A further advantage is interpretability: negative or low Shapley scores can be used to analyze and explain which components degrade model behavior, support symbolic regression (in KANs), and benchmark attribution consistency under covariate shift (Fan et al., 2 Oct 2025).
6. Empirical Performance and Practical Impact
SV-NUP consistently exhibits superior or state-of-the-art performance relative to magnitude-, gradient-, and heuristic-based pruning baselines:
- CNNs/Vision: In VGG16 on CIFAR-10, 75% parameter reduction at <0.5% loss in accuracy; outperforms Dirichlet, HRank, and Bayesian compression at equivalent budgets (Adamczewski et al., 2024). In low-data or no-fine-tuning regimes, SV-NUP preserves up to 5–10% greater accuracy than heuristics (Ancona et al., 2020).
- GNNs: 80% edge pruning yields only 1.8% accuracy drop and over 60% savings in MACs. Negative contributions are essential; restricting to non-negative scores markedly worsens performance (Akkas et al., 28 Jul 2025).
- LLMs: Non-uniform per-layer budgets via SV-NUP (with surrogate or sliding window) reduce perplexity by 18–20% and boost zero-shot accuracy by up to 1.5 points over uniform/depth-pruning baselines in LLaMA and OPT models (Sun et al., 3 May 2025, Ding et al., 8 Feb 2026). Surrogate-based MC is essential for scalability.

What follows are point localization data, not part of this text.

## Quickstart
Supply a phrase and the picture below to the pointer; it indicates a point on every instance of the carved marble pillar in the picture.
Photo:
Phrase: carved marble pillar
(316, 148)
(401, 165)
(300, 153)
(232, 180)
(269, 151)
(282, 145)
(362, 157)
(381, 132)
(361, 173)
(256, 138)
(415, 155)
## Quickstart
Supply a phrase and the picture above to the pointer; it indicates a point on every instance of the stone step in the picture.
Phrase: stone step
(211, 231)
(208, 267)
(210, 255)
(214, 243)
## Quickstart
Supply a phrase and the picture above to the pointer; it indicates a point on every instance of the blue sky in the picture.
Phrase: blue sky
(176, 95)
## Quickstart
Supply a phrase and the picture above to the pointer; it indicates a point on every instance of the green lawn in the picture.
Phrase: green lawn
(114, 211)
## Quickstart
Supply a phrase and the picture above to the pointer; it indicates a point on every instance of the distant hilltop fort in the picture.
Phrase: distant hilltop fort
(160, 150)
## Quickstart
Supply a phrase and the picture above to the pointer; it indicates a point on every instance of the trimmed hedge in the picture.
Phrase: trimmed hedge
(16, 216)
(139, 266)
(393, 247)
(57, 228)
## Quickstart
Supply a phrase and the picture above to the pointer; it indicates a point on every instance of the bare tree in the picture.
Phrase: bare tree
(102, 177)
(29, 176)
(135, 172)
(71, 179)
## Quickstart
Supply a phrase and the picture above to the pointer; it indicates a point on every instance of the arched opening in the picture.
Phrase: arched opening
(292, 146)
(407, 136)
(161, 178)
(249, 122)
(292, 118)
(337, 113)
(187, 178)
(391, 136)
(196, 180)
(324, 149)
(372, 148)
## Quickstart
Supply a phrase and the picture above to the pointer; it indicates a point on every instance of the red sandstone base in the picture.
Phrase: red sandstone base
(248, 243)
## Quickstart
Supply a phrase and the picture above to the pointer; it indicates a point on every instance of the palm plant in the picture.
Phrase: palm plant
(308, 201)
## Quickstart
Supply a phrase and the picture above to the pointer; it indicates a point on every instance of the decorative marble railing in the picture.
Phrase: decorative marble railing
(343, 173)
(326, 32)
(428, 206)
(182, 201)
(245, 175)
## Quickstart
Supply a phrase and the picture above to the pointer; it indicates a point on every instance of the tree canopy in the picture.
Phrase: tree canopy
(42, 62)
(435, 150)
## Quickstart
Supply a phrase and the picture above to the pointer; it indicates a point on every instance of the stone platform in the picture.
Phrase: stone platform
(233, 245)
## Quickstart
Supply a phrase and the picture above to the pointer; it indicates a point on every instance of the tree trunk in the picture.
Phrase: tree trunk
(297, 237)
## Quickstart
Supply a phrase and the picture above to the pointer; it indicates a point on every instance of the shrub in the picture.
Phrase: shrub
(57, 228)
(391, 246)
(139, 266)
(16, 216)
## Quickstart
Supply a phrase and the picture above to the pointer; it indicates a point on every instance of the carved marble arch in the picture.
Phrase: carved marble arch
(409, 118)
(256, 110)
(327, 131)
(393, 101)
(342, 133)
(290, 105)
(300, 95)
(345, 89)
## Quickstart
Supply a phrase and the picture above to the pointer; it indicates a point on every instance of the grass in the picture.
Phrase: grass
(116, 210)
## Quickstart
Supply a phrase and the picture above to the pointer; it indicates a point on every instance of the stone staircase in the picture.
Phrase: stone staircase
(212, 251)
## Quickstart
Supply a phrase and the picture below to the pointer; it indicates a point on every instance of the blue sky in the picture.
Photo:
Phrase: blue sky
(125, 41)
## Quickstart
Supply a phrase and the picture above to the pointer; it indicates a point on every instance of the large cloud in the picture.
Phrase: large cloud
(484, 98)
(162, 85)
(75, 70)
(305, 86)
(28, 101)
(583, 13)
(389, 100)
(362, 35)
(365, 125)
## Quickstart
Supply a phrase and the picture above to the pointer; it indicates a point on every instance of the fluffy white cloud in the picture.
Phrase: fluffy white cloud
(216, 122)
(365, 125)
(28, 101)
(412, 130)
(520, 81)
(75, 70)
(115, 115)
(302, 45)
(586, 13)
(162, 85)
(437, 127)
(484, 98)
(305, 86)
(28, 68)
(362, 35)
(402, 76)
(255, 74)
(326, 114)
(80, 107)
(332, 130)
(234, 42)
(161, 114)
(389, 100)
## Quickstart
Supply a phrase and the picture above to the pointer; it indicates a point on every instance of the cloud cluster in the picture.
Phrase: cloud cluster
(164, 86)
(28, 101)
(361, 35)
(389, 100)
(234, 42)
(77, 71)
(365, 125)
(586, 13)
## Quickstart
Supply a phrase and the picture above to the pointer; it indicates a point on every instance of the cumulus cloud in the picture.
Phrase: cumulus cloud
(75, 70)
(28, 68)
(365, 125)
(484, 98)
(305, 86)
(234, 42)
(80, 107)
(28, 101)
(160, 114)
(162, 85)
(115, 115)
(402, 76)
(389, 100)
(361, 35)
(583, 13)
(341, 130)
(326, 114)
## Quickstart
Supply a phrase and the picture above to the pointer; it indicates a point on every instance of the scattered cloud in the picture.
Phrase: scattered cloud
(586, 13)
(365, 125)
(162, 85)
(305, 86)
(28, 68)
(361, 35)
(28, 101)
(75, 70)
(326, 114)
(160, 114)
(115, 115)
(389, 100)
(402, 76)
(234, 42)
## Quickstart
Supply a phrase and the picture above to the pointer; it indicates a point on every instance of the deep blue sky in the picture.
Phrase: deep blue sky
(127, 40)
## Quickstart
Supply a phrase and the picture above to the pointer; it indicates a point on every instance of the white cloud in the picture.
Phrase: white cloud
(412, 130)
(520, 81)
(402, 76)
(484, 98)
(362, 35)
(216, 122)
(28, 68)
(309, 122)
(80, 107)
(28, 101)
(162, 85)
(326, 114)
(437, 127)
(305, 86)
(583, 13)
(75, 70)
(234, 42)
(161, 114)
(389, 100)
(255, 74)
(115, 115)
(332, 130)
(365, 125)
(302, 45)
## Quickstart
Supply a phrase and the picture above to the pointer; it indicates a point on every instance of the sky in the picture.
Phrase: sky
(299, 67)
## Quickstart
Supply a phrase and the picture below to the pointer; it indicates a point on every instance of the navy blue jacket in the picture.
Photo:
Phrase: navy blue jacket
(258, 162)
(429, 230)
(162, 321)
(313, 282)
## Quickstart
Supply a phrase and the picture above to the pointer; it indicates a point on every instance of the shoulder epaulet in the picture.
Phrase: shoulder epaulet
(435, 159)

- KANs: Consistently 10–20% lower RMSE after 60–80% neuron removal, with shift-invariant attributions (Fan et al., 2 Oct 2025).
- Recommender Systems: Non-uniform pruning of bottom 20% of interactions recovers 3–7% of lost Recall/NDCG after heavy noise, outperforming intent- or similarity-based denoising schemes (Zhang et al., 28 May 2025).
Ablation studies routinely show that leveraging both positive and negative attributions, and assigning non-uniform quotas tailored to local redundancy, is critical for high-sparsity regimes.
7. Limitations and Extensions
SV-NUP's major limitation is computational cost, especially for naive Shapley calculation; even with sampling, stability may require thousands of forward passes for deep or wide layers. The quality of importance estimates depends on sample size and the faithfulness of surrogates or linear approximations (Ding et al., 8 Feb 2026). Pruning at extreme sparsity or in highly entangled architectures (e.g., AlexNet on Tiny-ImageNet) can be challenging due to variance in scores (Jr et al., 2023, Adamczewski et al., 2024).
Ongoing and future work explores:
- More efficient Shapley estimators (FastSHAP, kernel regression).
- Extensions to multi-criterion or multi-modal pruning (neurons and data jointly).
- Deeper integration with dynamic or structured retraining.
- Adoption of related solution concepts (Banzhaf, core, nucleolus) or hybrid attribution, and further integration with quantized architectures (Ding et al., 8 Feb 2026).
SV-NUP remains a unifying and extensible approach for principled model pruning, offering significant efficiency gains without undue sacrifice of accuracy or interpretability.